LIC Housing Finance shares are in focus following mixed Q3FY25 results, with Jefferies and CLSA maintaining optimistic outlooks, while Morgan Stanley (MS) remains cautious. The stock, currently trading at ₹600, could see an upside of up to 32% based on Jefferies’ projections.

Jefferies has reaffirmed its Buy rating with a target price of ₹795, suggesting a 32% upside from the current levels. The brokerage highlighted that Q3 PAT came in at ₹14.3 billion, marking a 23% year-on-year growth and coming in 4% ahead of estimates. While net interest income (NII) was slightly lower, this was offset by lower provisioning. Assets under management (AUM) grew by 6.4% YoY and 2% QoQ, although disbursements fell 14% QoQ due to state-specific issues. Despite the decline in disbursements, NIMs remained stable quarter-on-quarter. However, portfolio spreads contracted by 9 basis points QoQ, driven by a 4 bps decline in portfolio yield and a 5 bps increase in the cost of funds (CoF).

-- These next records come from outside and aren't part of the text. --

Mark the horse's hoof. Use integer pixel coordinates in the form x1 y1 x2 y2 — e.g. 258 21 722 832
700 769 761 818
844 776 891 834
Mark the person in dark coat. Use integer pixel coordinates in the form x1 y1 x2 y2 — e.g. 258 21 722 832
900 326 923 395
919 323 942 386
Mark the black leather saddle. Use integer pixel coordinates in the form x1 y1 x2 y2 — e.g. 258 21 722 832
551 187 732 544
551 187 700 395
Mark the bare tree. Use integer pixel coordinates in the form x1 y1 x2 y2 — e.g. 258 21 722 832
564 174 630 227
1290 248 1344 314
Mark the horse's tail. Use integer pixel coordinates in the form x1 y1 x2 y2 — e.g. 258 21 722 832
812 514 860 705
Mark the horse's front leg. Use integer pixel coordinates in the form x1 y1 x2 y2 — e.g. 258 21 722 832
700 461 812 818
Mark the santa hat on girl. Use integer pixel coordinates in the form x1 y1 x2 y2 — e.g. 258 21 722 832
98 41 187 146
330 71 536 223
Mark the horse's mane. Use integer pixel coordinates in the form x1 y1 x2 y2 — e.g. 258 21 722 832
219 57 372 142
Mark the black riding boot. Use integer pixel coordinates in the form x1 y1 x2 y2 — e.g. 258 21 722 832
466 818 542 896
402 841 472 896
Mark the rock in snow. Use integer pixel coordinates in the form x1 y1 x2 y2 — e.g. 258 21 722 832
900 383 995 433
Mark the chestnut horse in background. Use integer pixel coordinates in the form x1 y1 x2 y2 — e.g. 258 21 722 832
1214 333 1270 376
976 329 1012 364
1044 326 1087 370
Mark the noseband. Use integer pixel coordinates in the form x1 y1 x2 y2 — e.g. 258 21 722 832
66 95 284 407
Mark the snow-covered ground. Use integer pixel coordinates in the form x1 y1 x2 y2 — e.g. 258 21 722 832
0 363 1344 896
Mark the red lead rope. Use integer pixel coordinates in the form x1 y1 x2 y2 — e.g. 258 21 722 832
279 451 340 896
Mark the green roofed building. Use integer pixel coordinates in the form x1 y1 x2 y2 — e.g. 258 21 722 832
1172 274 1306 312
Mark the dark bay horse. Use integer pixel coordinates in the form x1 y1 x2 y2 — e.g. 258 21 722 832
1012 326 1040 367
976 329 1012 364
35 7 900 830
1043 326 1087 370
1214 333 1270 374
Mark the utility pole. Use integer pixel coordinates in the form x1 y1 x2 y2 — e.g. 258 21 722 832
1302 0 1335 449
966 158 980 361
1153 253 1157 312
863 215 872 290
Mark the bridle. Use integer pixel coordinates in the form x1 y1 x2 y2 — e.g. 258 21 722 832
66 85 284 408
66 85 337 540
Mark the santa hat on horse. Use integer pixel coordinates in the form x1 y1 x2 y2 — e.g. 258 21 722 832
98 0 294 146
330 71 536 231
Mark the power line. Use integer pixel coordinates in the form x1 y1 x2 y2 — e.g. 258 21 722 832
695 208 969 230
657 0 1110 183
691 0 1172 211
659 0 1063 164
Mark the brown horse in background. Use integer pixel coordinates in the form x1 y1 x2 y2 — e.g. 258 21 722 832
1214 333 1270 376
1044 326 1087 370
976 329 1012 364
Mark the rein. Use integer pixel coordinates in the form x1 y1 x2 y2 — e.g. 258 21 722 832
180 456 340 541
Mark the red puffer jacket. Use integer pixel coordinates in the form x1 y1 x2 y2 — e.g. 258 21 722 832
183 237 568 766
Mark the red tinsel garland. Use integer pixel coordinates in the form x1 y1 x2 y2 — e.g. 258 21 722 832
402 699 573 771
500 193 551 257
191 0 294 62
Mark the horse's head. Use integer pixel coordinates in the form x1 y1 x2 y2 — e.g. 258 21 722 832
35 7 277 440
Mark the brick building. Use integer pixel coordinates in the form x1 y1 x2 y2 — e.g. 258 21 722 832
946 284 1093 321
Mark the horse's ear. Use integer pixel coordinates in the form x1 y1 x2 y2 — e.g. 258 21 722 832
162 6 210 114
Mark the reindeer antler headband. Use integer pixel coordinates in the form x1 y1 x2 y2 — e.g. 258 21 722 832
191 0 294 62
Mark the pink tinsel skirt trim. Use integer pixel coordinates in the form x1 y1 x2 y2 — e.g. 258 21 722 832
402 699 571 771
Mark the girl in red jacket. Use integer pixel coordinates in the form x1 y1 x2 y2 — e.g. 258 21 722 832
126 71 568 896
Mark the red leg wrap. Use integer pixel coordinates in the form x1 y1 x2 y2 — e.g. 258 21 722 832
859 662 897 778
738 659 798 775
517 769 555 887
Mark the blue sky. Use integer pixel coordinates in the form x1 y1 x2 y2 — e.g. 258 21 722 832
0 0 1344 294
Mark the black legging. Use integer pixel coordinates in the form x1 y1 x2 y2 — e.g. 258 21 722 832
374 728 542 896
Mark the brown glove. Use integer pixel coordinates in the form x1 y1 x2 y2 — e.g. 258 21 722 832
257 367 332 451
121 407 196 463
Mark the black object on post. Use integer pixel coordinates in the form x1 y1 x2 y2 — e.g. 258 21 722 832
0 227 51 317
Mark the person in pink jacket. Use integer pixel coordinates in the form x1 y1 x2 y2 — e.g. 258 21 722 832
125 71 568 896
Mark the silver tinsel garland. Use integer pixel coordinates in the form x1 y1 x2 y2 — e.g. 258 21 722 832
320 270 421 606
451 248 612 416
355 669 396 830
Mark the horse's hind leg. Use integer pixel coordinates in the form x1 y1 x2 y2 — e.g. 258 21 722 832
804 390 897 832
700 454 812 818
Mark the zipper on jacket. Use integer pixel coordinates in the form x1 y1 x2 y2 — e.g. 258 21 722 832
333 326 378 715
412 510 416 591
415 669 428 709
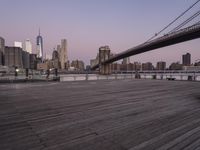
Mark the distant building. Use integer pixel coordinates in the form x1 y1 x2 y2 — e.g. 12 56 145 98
90 53 99 67
122 57 131 65
24 39 32 54
52 50 60 69
71 60 85 71
22 51 30 69
29 54 37 70
52 50 59 60
0 37 5 65
182 53 191 66
14 41 23 49
5 46 23 68
133 62 142 71
194 61 200 66
169 62 183 70
111 63 121 72
156 61 166 70
36 30 44 61
60 39 68 69
183 66 200 71
142 62 154 70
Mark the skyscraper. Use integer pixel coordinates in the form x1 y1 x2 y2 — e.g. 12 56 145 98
24 39 32 54
5 46 23 68
0 37 5 65
14 41 22 48
58 39 68 69
36 30 44 61
156 61 166 70
182 53 191 66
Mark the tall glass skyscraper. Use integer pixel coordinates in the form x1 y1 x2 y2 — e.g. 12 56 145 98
36 30 43 61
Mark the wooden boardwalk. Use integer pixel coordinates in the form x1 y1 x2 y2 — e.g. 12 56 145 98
0 80 200 150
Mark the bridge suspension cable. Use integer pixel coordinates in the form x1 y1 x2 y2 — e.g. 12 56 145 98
145 0 200 43
169 10 200 33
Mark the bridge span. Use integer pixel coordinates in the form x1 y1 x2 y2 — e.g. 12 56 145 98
92 23 200 70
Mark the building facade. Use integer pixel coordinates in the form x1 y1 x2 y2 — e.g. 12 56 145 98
24 39 32 54
71 60 85 71
57 39 68 69
0 37 5 65
14 41 23 49
156 61 166 70
5 46 23 68
142 62 154 70
182 53 191 66
36 30 44 61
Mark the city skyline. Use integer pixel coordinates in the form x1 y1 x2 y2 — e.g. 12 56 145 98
0 0 200 66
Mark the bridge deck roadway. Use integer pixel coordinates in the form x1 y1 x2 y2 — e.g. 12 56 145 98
0 80 200 150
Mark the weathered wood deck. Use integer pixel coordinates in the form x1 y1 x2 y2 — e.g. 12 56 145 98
0 80 200 150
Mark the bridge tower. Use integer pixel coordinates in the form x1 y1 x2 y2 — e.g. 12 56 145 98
99 46 111 75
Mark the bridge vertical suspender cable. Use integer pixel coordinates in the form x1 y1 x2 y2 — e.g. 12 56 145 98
145 0 200 43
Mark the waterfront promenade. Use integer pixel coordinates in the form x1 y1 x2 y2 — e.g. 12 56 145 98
0 79 200 150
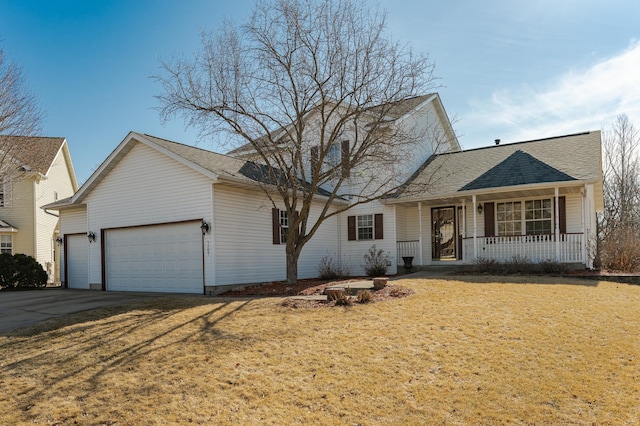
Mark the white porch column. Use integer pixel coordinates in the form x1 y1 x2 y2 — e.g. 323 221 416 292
554 187 560 262
580 183 587 265
460 198 468 262
418 201 424 266
471 195 478 259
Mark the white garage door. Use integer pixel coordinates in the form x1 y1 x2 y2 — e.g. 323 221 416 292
65 234 89 289
105 222 203 294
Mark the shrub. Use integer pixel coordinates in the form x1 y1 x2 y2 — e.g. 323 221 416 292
318 256 350 280
356 290 373 303
504 255 533 274
473 257 502 274
0 253 47 290
363 244 391 277
540 260 569 275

CLSA has maintained an Outperform rating with a target price of ₹720, implying a 20% upside. The brokerage noted that both NII and pre-provision operating profit (PPOP) were largely in line with expectations, while negative credit costs contributed to a 15% beat on net profit estimates. CLSA pointed out that a lower provision coverage ratio (PCR) led to these negative credit costs, and the probable sale of a GNPA asset to an asset reconstruction company (ARC) resulted in recoveries, with further details expected in the company’s earnings call. The gross stage 3 (GS3) ratio is now under 3%, marking a 2 percentage point decline over the past two years. However, loan growth remains tepid, with weak disbursals in both individual home loans and builder loans. The loan against property (LAP) share in the disbursal mix has now reached the mid-teens.

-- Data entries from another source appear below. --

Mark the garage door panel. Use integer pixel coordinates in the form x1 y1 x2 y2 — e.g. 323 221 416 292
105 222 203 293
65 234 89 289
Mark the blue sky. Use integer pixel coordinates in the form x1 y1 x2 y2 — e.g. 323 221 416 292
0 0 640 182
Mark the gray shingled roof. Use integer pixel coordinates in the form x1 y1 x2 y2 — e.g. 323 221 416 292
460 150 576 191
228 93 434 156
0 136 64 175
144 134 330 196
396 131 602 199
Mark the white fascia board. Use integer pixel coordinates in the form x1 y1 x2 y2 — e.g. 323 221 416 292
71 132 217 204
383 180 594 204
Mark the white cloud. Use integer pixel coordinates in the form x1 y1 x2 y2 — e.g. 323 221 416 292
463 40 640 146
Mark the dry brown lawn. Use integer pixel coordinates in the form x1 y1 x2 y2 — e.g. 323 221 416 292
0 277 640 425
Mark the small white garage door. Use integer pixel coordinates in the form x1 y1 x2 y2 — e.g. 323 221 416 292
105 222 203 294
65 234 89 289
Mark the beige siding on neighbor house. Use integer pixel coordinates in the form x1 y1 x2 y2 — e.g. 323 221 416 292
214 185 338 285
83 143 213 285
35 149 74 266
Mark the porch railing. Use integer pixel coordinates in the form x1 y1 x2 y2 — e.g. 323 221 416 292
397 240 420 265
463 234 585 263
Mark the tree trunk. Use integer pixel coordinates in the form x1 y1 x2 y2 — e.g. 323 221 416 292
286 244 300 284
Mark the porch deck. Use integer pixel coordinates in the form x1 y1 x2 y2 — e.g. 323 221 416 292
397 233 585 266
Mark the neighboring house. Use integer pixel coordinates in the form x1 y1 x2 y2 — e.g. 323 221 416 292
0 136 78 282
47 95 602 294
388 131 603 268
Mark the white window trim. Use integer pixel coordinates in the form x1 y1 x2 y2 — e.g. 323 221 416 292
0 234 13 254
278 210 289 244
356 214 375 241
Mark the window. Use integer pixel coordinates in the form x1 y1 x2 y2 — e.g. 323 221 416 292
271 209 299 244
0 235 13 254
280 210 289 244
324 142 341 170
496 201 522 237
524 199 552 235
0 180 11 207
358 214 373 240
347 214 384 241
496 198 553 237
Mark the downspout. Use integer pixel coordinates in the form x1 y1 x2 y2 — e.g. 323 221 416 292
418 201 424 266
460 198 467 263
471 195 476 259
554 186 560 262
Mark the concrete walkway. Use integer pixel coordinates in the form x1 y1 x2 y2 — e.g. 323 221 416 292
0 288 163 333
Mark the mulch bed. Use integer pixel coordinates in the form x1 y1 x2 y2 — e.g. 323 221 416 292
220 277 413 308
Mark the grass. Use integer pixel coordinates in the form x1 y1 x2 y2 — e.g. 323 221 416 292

In contrast, Morgan Stanley (MS) remains cautious, maintaining an Underweight rating with a target price of ₹550, indicating a downside of 8% from current levels. The brokerage highlighted that NII missed estimates by 2%, driven by a 1 basis point QoQ contraction in NIMs and a 1% miss in the loan book compared to expectations. Although other income grew 34% QoQ, leading total income to beat estimates by 1%, PPOP missed estimates by 2% due to a 15% QoQ increase in operating costs. However, PAT beat estimates by 10% thanks to credit cost reversals. MS remains concerned about the rising operating expenses and subdued loan growth.

With Jefferies and CLSA projecting significant upside based on improving asset quality and stable margins, LIC Housing Finance appears to be on a steady growth trajectory. However, Morgan Stanley’s concerns about loan growth and rising costs highlight the challenges that could temper near-term gains.

(Disclaimer: This article is for informational purposes only and does not constitute financial advice. Investors should consult their financial advisors before making any investment decisions.)